Memories and More Memories of Wellingborough Grammar School: Mr Woolley and the War Years
by Graham and David Tall
Margaret Hopkinson-Woolley Mr Woolley’s daughter-in-law
I have finished the book. . I thoroughly enjoyed a very good read. Congratulations on your hard work and efforts to record so much history of your school in the war years. I think it is brilliant and well put together with so much of interest. I had quite a few chuckles, especially my mother in law and her ear-rings swinging in time to the music. She was a marvellous lady and must have been an asset to the school at times. . I like the history of the war as it is summarised so well. It was sad to read of the boys who fought and died during the war.
Alexander remembers Miss Bavin. Mr Hole rented the converted stable block of the Woolleys. His daughter, Josephine, was a little younger than Alexander. He always says she was his first girl friend. Her mother abandoned the family.
The books were wrapped up beautifully and I have already recycled the box and brown paper. Thank you for sending them. They are giving us much pleasure and will do so to all who read them. You must be very proud of WGS.
Major Gerry Madigan Canadian Historian
I read your book last night. It was a fascinating read!
I was quite impressed with the way you developed a timeline on key events of the war over the years in Chapter 5. I have read quite a bit of history over the years and these were the critical turning points and bang on in my opinion!
I was both fascinated and impressed with the number of distinguished men that this small school produced. It surely points to the quality of education and the dedication of the teachers of the day. As to corporal punishment...this was very reminiscent of my early days at school as well....I shuddered just thinking about it!
The vignettes of individual service are insightful. I was touched by one remembrance of service in the far east as a "forgotten" war. We often tend to think of WW II as the war in Europe and Japan but fail to remember what some term the sideshows as being significant too. They and their operations were conducted bravely with little or no resources with great ingenuity and courage by those who fought and died there!
On a personal note I observed First Lieutenant Edwin Hudson - 4th MTB (Motor Boat) Flotilla based at Felixtowe, pg 112. My Uncle Jim was an AB who also served at Felixtowe with the 29th Flotilla MTB (RCN). Regrettably Jim died 7 years ago and didn't say too much about his experiences in the fleet. So this passage provided a great insight into the times. The MTB service, like the one cited above , was often lost in the big picture.

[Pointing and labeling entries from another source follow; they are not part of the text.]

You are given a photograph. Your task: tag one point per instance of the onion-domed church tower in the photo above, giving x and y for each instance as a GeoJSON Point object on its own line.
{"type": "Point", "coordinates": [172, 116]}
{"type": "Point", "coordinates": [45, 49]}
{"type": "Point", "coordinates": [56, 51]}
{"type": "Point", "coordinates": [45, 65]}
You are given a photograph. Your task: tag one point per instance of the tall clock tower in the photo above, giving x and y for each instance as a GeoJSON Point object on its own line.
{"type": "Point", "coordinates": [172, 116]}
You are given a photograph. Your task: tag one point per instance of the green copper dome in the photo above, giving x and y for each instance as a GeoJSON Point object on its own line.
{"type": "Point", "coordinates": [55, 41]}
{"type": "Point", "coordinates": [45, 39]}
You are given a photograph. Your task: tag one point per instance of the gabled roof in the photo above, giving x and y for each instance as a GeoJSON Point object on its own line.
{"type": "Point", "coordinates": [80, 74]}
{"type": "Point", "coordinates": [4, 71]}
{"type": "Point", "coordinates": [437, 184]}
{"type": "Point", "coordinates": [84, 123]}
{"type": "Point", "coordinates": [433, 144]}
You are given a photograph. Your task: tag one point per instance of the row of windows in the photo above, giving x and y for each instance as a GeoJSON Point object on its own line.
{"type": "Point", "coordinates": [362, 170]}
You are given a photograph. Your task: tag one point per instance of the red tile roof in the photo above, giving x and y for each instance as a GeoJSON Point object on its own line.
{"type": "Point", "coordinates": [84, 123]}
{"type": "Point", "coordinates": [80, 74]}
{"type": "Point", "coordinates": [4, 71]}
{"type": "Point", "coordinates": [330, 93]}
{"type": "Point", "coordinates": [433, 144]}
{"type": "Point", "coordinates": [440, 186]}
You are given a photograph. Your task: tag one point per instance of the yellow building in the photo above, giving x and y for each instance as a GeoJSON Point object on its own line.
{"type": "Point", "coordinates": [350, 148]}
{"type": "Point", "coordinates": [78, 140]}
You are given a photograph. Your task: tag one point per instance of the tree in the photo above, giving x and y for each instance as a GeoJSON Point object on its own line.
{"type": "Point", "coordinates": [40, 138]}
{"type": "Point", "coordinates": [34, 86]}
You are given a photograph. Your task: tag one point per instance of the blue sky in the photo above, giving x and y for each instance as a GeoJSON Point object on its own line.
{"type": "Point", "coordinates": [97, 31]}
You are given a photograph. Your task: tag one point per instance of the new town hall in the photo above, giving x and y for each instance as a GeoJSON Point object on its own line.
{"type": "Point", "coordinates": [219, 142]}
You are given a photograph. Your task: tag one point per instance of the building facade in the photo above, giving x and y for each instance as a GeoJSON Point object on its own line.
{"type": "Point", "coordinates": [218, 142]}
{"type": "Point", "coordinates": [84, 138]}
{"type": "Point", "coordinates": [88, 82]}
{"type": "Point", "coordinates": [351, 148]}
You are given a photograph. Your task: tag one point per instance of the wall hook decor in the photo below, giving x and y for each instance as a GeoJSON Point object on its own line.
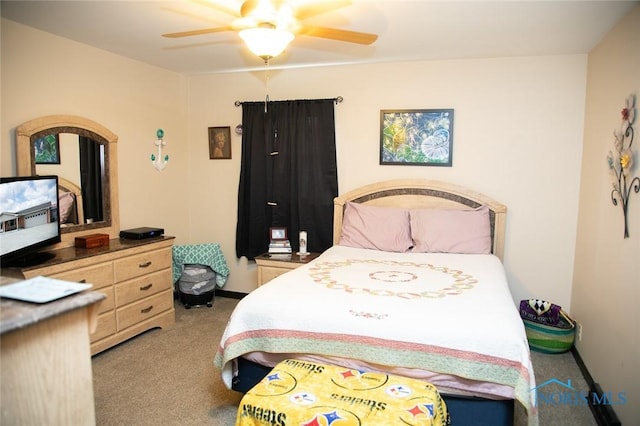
{"type": "Point", "coordinates": [158, 161]}
{"type": "Point", "coordinates": [621, 162]}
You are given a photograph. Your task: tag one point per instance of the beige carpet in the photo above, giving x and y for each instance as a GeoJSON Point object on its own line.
{"type": "Point", "coordinates": [167, 377]}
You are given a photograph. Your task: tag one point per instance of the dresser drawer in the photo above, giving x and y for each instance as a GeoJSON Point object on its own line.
{"type": "Point", "coordinates": [142, 287]}
{"type": "Point", "coordinates": [141, 264]}
{"type": "Point", "coordinates": [267, 273]}
{"type": "Point", "coordinates": [109, 303]}
{"type": "Point", "coordinates": [146, 308]}
{"type": "Point", "coordinates": [106, 326]}
{"type": "Point", "coordinates": [100, 275]}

I see that you used Ernst Allen's material too (pg 121)! His son Mike Allen allowed me to use Ernst's material for my first and second paper. I drew heavily on it for the Hornsey story. I can't promise anything but I'm planning on turning these papers into a book. I've one paper in progress right now and am setting my self up for a new project. If and when I do it, I plan on devoting a chapter to Hornsey's story.